"F" Words... (from SparkPeople-Monday, 2/22/10)

Before you get any bad ideas, the "f" words I'm thinking of are the ones that were spoken to me (rather glibly, I might add) when I was diagnosed with gallstones: "Female, Fat and Forty." These were said to me as a sort of foregone conclusion, as if it were expected. Oh, and this, by the way, was a diagnosis I received a few years BEFORE I turned f-f-forty!

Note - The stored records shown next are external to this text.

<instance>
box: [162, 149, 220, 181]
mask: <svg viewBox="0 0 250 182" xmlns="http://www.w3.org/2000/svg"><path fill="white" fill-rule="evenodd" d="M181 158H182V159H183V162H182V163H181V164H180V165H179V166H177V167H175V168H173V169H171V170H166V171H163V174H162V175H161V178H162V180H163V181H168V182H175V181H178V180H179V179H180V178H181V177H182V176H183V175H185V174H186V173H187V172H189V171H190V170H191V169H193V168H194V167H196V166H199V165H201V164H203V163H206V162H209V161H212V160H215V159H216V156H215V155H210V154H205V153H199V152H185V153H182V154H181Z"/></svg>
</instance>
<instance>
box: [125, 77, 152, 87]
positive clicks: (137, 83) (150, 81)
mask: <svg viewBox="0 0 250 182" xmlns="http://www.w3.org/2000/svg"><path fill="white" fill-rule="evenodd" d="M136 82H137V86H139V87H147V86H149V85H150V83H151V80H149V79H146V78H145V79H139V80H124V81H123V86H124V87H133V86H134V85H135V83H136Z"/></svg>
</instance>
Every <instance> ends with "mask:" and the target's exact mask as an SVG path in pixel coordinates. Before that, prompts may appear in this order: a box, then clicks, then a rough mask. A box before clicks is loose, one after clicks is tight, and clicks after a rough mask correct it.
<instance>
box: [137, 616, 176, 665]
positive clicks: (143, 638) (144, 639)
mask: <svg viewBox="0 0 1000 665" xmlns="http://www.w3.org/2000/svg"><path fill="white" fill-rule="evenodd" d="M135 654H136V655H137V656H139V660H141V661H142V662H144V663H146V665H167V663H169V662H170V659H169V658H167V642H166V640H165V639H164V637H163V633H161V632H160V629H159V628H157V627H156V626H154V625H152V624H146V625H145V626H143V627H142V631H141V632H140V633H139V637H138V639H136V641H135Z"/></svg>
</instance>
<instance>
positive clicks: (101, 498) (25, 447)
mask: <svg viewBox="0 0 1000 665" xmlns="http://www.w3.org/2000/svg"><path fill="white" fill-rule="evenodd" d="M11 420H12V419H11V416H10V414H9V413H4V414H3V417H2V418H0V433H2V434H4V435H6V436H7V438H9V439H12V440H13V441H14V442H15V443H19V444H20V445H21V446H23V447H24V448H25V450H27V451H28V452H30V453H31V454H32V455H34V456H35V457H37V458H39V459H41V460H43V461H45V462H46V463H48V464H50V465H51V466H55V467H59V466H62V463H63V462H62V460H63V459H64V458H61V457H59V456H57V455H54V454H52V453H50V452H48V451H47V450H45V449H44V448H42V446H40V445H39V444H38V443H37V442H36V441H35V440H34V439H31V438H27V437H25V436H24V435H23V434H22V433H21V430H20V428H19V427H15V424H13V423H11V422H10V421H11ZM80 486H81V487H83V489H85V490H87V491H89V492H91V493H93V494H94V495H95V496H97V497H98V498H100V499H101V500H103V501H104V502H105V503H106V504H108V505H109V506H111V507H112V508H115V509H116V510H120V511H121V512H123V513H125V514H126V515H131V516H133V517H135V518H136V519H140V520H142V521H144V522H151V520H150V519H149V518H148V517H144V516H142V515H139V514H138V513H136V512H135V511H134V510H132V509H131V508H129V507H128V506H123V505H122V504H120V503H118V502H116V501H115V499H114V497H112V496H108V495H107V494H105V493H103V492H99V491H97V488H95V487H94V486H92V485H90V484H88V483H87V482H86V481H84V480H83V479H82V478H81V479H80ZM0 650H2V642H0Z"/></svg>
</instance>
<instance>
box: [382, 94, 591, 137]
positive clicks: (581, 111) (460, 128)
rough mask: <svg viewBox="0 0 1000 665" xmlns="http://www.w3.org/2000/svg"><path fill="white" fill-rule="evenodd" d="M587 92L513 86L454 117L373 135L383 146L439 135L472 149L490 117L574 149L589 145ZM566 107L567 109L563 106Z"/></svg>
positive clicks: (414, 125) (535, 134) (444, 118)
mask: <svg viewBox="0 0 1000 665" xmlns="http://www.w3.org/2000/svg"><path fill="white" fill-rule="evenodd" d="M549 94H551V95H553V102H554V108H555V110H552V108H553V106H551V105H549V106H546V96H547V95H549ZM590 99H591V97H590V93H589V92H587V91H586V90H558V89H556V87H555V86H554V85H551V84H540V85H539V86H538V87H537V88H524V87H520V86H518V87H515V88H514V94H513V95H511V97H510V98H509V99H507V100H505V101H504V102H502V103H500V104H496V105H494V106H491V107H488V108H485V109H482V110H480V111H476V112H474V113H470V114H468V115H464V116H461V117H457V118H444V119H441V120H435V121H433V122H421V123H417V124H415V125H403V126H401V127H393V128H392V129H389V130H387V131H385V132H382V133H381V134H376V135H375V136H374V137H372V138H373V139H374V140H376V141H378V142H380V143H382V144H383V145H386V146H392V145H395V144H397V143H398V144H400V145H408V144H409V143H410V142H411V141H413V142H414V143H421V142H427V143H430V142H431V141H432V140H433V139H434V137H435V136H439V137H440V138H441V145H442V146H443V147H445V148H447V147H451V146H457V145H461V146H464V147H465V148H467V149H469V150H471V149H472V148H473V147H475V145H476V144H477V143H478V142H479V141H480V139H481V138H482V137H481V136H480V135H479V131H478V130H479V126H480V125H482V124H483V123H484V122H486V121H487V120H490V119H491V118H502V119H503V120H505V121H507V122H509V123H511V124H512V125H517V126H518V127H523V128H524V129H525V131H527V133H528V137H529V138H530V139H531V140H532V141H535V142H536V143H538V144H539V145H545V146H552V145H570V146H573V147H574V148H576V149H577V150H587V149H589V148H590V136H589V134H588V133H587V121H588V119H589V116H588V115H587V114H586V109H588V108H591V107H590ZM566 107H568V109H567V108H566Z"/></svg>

Now, I face another (perhaps) foregone conclusion: sleep apnea. I constantly remind myself that even FIT people can have this (my friend Earl is a great example), but most of the people I know who suffer from this are of the Portly Persuasion. This, somehow, lends an air of shame to this diagnosis. I haven't even been officially diagnosed, but I go in for a sleep study tonight, which is making me fret just a bit. Add to this the banning of (GASP!) HAIR PRODUCTS, and my humiliation may just be complete. (If you know me personally, you will know that conditioner is my bff, and mousse is my lover - without which I look a bit like a patient with a terminal disease).
I have never really considered myself a high-maintenance person, but having thought through my preparations for Camp Apnea, I may be RE-considering. "Do-rags" notwithstanding, there are many other things I have planned on packing, including a stuffed dog I will try to convince the staff was sent with me by my children, and the specific music I feel I need in order to get all my winks. (Not to mention my "good" pillow with the "right" pillowcase and an extra for between my knees so the pain won't wake me up) Sigh...
Female, fat and forty. I am officially ALL of those things. However, I no longer want those things to define me.